In 2004, the US presidential election raised concerns about voting irregularities in certain communities. Since then, a number of organizations have been working on bringing election irregularities to light, with a view to fixing them. One of those groups is Demos, a pro-democracy policy center based in New York. The president of Demos, Miles Rapoport, talked with VOA English to Africa Service reporter Angel Tabe, who asked him to describe some of the problems. He said, “Problems which need to be investigated and prosecuted are specific and conscious attempts to discourage voting by putting up misleading information, calls to people’s houses [and] persistent reports of that throughout the country, throughout the day.” Rapoport also blamed the problems on what he called an unqualified election administration that could not keep accurate voting lists and poll workers who he said could not properly operate electronic machines.

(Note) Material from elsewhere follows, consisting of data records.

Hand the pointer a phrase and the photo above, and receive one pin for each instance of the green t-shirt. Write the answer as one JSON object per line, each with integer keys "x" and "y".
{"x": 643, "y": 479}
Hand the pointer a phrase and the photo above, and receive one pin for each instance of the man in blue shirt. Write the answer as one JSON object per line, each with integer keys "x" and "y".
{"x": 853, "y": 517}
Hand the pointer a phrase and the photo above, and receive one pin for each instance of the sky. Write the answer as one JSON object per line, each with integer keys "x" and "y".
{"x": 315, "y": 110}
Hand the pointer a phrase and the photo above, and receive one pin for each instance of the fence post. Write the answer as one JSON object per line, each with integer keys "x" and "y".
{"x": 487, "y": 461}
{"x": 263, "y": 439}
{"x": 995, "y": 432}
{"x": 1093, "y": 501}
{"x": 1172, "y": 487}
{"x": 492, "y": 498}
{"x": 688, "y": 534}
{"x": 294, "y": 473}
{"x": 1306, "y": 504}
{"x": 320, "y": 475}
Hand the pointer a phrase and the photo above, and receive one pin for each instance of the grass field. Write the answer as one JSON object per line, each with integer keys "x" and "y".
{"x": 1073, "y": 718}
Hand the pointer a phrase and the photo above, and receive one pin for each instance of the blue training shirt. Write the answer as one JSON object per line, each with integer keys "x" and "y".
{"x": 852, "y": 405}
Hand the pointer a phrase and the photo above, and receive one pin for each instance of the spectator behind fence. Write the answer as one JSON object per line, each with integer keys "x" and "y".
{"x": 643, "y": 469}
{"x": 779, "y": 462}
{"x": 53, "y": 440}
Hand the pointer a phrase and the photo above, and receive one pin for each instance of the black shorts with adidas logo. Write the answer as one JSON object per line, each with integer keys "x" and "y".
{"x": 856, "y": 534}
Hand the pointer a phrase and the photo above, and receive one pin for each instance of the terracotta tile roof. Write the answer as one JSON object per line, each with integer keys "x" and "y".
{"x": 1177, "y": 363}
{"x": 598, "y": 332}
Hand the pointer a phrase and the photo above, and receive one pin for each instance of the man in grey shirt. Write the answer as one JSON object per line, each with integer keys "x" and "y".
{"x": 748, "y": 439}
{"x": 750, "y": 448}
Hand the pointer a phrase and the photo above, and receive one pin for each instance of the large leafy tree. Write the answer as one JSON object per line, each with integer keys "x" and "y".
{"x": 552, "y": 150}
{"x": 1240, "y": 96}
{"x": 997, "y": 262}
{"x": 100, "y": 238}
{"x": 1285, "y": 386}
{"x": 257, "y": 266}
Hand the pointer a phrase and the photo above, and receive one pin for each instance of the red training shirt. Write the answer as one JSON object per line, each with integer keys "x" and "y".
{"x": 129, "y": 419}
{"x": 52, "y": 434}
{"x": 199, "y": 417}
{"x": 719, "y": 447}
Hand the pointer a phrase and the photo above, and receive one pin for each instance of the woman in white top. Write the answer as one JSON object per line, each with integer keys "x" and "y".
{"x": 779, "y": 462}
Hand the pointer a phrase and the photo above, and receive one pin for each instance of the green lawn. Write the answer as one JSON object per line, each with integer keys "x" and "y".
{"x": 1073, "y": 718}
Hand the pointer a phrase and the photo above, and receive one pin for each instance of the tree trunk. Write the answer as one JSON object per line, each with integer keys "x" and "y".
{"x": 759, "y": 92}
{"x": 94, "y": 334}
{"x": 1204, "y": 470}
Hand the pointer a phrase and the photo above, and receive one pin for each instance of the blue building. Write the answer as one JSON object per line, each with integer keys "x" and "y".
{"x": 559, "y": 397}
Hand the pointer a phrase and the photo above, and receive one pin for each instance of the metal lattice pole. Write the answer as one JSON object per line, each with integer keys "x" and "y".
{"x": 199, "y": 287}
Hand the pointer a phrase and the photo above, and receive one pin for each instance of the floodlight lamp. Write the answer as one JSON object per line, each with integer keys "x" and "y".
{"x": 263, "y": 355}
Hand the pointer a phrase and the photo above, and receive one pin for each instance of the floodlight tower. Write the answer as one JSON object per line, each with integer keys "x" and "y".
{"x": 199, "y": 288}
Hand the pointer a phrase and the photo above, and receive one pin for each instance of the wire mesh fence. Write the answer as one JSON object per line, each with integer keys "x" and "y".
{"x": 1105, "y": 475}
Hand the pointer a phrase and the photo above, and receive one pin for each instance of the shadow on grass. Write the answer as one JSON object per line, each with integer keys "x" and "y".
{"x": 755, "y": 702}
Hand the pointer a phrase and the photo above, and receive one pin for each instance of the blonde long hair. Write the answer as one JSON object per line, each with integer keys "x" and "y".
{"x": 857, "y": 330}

While noting that the administrative problems are not partisan in nature, Rapoport condemned intimidation by party sympathizers, calling it “really a blot on our democracy, especially as it disadvantages specific communities. He said, “There is a tendency to target poor communities and communities of color, where people may have less experience voting or [may have] felony convictions, and people have…preyed on those issues.”
Rapoport urged today’s new Congress to work with the president in investing in the country’s entire election system. “Our democracy is precious and needs to be invested in.”
Yesterday’s elections were followed by a number of international observers. Rapoport says that speaks volumes. “The fact that people all around the world are watching ought to send a very strong message to our country’s leaders that this is an area of life that needs real attention. It’s an irony that the strongest promoter of democracy all around the world still has problems getting it right in our own country.”
And to those African countries rushing to procure electronic voting machines – not yet, he said. Rapoport suggested waiting “until there is widespread consensus that the machines are reliable [and] cannot be tampered with.”